Les sanctions de la CNIL ne doivent pas être excessives.
La Commission Nationale de l'Informatique et des Libertés ("CNIL") dispose d'un pouvoir de sanction qui sera d'ailleurs bientôt renforcé, après l'intégration en droit interne du nouveau règlement européen sur la protection des données personnelles.
La CNIL en fait largement usage : les contrôles, les mises en demeure, ainsi que les sanctions financières se multiplient. Mais cela ne doit pas relever d'un arbitraire : les pouvoirs de la CNIL sont contrôlés par le juge administratif, comme en témoigne un arrêt du Conseil d'Etat du 28 septembre 2016.
Les faits de l’espèce étaient les suivants : le directeur d’un théâtre national rennais avait envoyé un e-mail aux abonnés de la newsletter de ce théâtre, non pour les tenir informés de l’actualité culturelle du lieu mais pour valoriser le bilan de la politique culturelle du maire de la ville. Certains destinataires de l’e-mail s’en étaient plaints et le théâtre avait reçu une sanction de la CNIL par une délibération du 12 février 2015, en raison du détournement de la finalité du traitement de données. Un traitement déclaré à des fins de prospection commerciale ne peut pas, en effet, être utilisé à des fins politiques.

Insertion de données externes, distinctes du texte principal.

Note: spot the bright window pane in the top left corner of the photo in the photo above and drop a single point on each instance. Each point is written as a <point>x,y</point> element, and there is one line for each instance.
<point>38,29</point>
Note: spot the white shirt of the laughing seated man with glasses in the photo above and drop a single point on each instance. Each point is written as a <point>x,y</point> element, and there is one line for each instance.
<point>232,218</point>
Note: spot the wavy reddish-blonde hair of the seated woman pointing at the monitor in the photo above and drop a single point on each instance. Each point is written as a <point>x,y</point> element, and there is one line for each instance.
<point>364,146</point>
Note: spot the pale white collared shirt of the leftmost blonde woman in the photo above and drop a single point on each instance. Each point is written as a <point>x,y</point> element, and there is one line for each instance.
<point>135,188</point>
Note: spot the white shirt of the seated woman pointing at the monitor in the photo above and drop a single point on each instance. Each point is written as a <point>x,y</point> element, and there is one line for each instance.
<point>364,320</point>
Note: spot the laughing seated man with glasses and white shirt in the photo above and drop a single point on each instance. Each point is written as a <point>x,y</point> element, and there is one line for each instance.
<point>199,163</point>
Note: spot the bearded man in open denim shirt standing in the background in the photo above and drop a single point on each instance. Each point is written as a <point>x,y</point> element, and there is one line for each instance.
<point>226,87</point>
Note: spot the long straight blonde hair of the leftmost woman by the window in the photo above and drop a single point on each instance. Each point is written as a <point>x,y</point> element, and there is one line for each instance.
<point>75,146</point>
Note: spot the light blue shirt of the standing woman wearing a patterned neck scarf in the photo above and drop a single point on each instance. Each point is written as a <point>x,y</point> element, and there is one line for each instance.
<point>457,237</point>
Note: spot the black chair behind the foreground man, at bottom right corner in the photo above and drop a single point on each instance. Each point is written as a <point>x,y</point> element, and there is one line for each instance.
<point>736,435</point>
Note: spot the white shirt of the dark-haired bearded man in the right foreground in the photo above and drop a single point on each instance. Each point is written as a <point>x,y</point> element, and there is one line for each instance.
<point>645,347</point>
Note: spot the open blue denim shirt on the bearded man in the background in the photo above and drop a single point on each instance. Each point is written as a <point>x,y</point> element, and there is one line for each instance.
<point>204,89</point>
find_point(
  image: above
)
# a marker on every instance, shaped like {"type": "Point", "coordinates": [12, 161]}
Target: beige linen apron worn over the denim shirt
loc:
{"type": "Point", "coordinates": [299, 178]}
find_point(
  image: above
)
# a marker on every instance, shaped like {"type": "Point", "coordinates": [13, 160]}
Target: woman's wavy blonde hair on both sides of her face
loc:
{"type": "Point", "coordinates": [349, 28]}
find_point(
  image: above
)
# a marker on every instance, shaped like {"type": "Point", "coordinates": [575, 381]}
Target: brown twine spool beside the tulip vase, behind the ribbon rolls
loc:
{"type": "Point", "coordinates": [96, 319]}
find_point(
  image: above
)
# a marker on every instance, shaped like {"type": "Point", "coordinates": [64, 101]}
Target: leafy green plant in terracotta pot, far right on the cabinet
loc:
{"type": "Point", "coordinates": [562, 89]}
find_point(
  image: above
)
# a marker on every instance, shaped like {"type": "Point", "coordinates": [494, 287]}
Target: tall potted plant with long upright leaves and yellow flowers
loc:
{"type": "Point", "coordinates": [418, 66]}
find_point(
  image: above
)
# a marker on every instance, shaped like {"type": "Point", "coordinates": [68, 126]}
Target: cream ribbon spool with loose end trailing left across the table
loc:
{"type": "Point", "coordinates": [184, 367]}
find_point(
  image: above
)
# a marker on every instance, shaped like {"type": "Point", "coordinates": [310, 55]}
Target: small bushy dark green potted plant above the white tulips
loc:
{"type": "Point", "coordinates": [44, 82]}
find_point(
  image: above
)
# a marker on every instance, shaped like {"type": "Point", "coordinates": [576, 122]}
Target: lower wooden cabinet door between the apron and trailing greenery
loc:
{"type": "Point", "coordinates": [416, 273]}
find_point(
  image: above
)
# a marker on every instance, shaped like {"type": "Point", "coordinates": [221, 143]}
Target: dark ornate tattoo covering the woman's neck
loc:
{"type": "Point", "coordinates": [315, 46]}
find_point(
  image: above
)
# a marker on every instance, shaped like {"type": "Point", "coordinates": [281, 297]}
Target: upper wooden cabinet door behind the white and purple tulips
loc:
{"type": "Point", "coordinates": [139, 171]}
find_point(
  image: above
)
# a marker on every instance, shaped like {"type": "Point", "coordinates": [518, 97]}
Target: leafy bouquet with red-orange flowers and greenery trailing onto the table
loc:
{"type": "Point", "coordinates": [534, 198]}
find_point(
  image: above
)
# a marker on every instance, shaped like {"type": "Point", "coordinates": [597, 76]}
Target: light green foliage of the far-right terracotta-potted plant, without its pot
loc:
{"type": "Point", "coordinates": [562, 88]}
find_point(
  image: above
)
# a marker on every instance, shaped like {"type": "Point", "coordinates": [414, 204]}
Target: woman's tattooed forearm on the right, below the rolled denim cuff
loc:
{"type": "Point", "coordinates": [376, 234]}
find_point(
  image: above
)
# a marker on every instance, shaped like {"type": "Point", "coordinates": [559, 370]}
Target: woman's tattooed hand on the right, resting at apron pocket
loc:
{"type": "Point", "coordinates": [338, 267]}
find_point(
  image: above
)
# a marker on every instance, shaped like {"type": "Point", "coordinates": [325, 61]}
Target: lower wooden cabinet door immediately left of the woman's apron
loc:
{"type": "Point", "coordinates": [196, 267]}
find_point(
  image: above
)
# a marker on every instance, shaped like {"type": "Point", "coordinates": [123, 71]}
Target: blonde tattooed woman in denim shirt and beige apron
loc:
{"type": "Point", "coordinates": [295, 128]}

Cette sanction, assortie d'une mesure de publication non anonyme sur le site de la CNIL et le site Legifrance, a été contestée par le théâtre devant la juridiction administrative. Sur le fond, la mesure a été confirmée par le Conseil d’Etat, de même que la sanction accessoire consistant à publier la décision sur internet.
En revanche, le Conseil d’Etat a reproché à la CNIL de n’avoir pas fixé de limite temporelle à cette publication. En cela, selon le juge administratif, la CNIL a manqué au principe de proportionnalité.
Ce principe de proportionnalité est énoncé par l’article 8 de la Déclaration des droits de l’homme et du citoyen de 1789, selon lequel « la loi ne doit établir que des peines strictement et évidemment nécessaires ». Ce principe s’applique également aux décisions de la CNIL : selon l’arrêt, « lorsque la CNIL prononce une sanction complémentaire de publication de sa décision de sanction, celle-là se trouve nécessairement soumise, et alors même que la loi ne le prévoirait pas expressément, au respect du principe de proportionnalité ». Le juge contrôle donc que les peines prononcées (quelle qu’en soit la nature, pénale ou administrative) soient équilibrées au regard de la faute.
C’est précisément ce qui a été reproché à la CNIL dans l’arrêt du 28 septembre 2016 : en ne fixant pas de limite temporelle à la publication de la sanction, laquelle n'était pas anonyme mais laissait apparaître le nom du théâtre, la CNIL a prononcé une sanction « excessive ». Le juge a ainsi ordonné à la CNIL de fixer une durée de publication de la condamnation. L'Etat a également été condamné à payer 2.000 euros de frais de procédure au profit du théâtre.